Using native network encryption with an RDS for Oracle DB instance - Amazon Relational Database Service

Using native network encryption with an RDS for Oracle DB instance

Oracle Database offers two ways to encrypt data over the network: native network encryption (NNE) and Transport Layer Security (TLS). NNE is a proprietary Oracle security feature, whereas TLS is an industry standard.
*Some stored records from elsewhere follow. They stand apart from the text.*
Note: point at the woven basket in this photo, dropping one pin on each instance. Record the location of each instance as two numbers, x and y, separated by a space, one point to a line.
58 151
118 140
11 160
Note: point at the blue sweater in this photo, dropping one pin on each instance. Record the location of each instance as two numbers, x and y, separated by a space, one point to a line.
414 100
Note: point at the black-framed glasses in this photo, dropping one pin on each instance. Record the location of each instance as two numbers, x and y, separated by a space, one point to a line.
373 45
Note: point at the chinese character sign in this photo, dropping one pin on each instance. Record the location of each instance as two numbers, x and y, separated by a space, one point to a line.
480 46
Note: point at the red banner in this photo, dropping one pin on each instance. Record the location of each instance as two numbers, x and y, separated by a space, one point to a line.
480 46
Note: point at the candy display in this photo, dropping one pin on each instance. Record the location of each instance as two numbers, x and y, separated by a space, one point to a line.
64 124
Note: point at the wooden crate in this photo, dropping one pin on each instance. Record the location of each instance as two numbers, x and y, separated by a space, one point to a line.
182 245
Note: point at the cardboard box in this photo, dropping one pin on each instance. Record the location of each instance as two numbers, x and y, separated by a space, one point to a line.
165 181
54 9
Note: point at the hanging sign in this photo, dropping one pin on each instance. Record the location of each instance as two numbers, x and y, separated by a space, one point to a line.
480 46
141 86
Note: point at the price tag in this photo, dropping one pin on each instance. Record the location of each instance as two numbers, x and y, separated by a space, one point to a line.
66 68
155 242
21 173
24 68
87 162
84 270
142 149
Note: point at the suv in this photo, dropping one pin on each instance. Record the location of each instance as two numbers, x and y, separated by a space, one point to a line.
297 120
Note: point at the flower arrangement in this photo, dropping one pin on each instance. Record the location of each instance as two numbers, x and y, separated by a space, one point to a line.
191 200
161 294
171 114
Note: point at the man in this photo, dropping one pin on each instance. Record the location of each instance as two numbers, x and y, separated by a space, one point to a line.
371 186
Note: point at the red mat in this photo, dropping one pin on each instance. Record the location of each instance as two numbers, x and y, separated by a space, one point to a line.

RDS for Oracle supports NNE for all editions of Oracle Database.

NNE has the following advantages over TLS:

  • You can control NNE on the client and server using settings in the NNE option:

    • SQLNET.ALLOW_WEAK_CRYPTO_CLIENTS and SQLNET.ALLOW_WEAK_CRYPTO

    • SQLNET.CRYPTO_CHECKSUM_CLIENT and SQLNET.CRYPTO_CHECKSUM_SERVER

    • SQLNET.CRYPTO_CHECKSUM_TYPES_CLIENT and SQLNET.CRYPTO_CHECKSUM_TYPES_SERVER

    • SQLNET.ENCRYPTION_CLIENT and SQLNET.ENCRYPTION_SERVER

    • SQLNET.ENCRYPTION_TYPES_CLIENT and SQLNET.ENCRYPTION_TYPES_SERVER

  • In most cases, you don't need to configure your client or server. In contrast, TLS requires you to configure both client and server.

  • No certificates are required. In TLS, the server requires a certificate (which eventually expires), and the client requires a trusted root certificate for the certificate authority that issued the server’s certificate.

To enable NNE encryption for an Oracle DB instance, add the Oracle NNE option to the option group associated with the DB instance. For more information, see Oracle native network encryption.

Note

You can't use both NNE and TLS on the same DB instance.